ブランドン・ハワード(Brandon Howard)は、シカゴ出身のプロデューサーです。これまでも、マーカス・ヒューストンの「Favorite Girl」やジニュワインの「Love You More」など、アメリカのメジャーなHIPHOP・R&Bの曲を手掛けています。
ニーヨとの共作も初めてでなく、ニーヨのデビューアルバム『In My Own Words』収録の「I Ain't Gotta Tell You」は、このコンビが所謂「間違いない」ことを既に証明していました。
また最近は、日本でもプロデュースを初めているようです。w-inds.の前には、DOUBLEの「Let it go」のプロデュースもしていました。
個人的には、彼のつくる曲はキャッチーなものが多く、コード進行を持たずリズムを中心とした曲(Usherの「Yeah!」など)と比べれば、日本でも受け入れられやすいタイプの音楽ではないかと思います。メロディやコード感は、ニーヨと協力するだけあって、似ているように感じられる個所もあります。
彼自身による歌唱の曲もいくつかあり(公開された時期は不明)、現在はデビューアルバム『Genesis』を制作しているようなので、今年か来年にはそのレコードをゲットすることも可能かもしれません。
そして最後に、重大なことを書き忘れていました。それは、彼がミキ・ハワードという有名なソウル・シンガーの息子だということです。
ミキ・ハワードは、サイド・エフェクトのリードボーカリスト。1985年にアリスタレーベルからデビューしたホイットニー・ヒューストンが大成功を収めたのを目の当たりにしたライバル会社のアトランティックレーベルはホイットニーと同じゴスペル出身のミキ・ハワードを86年にデビューさせた。この87年のアルバム「Love Confessions」は当時、頭角を現してきたNICK MARTINELLI らのプロデュースによるもの。

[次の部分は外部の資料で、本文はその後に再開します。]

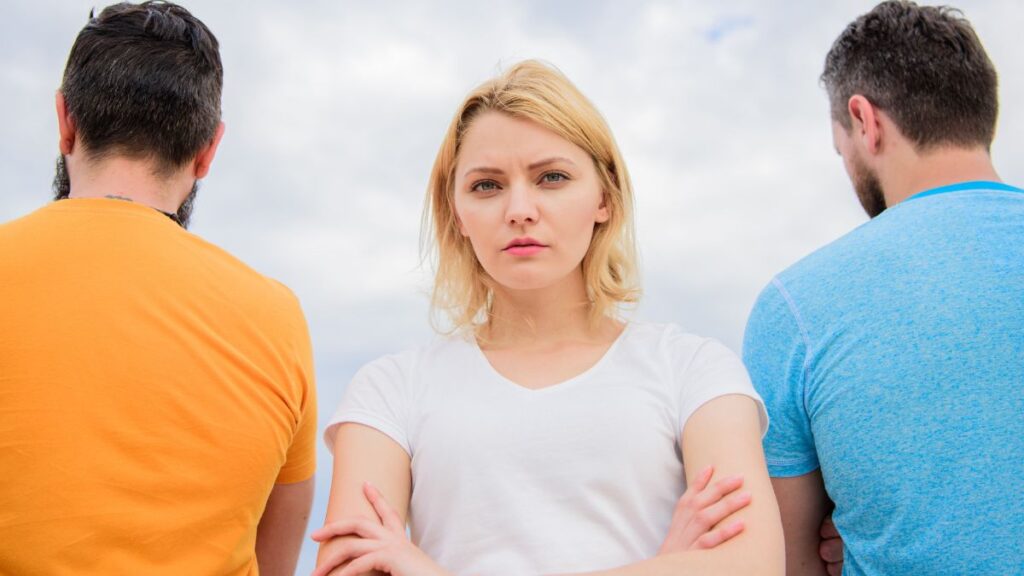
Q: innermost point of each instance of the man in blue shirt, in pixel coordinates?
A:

全曲通して、深みのあるボーカルを聴かせてくれる。ジェラルドリヴァートとの競演That's What Love Isも必聴。
(ブラックミュージック"Soul Flava" Love Confessions/Miki Howard('87))
「●松尾氏ミキ・ハワードと旧交を温めるの巻|吉岡正晴のソウル・サーチン」では、そんな母ミキと息子ブランドン二人の写真や会話などを載せていてくれています。ミキ・ハワードという人物は知らなかったのですが、1989年にリリースされた「Until You Come Back To Me」という曲を聴くかぎり、非常に僕好みの声質でした。
というわけで、「調べるということは、不明な点を減らしていくことではなく、増やしていくことだ」という教訓をストレートに表すこととなった今回のエントリですが(笑)、こうして少しずつw-inds.とブラック・ミュージックとの間に橋を渡していくことにしましょう。
(追記)
個人的には、ブランドン・ハワードが、僕のフェイバリット・ラッパーであるルーペ・フィアスコ(Lupe Fiasco)にトラック提供をしていたことが一番の驚きでした。こじつけとは言えど、w-inds.とルーペが関連するなんて、誰が想像できたでしょうか。
また、彼の年齢に関しては不明ですが、おそらく20代前半だと思います。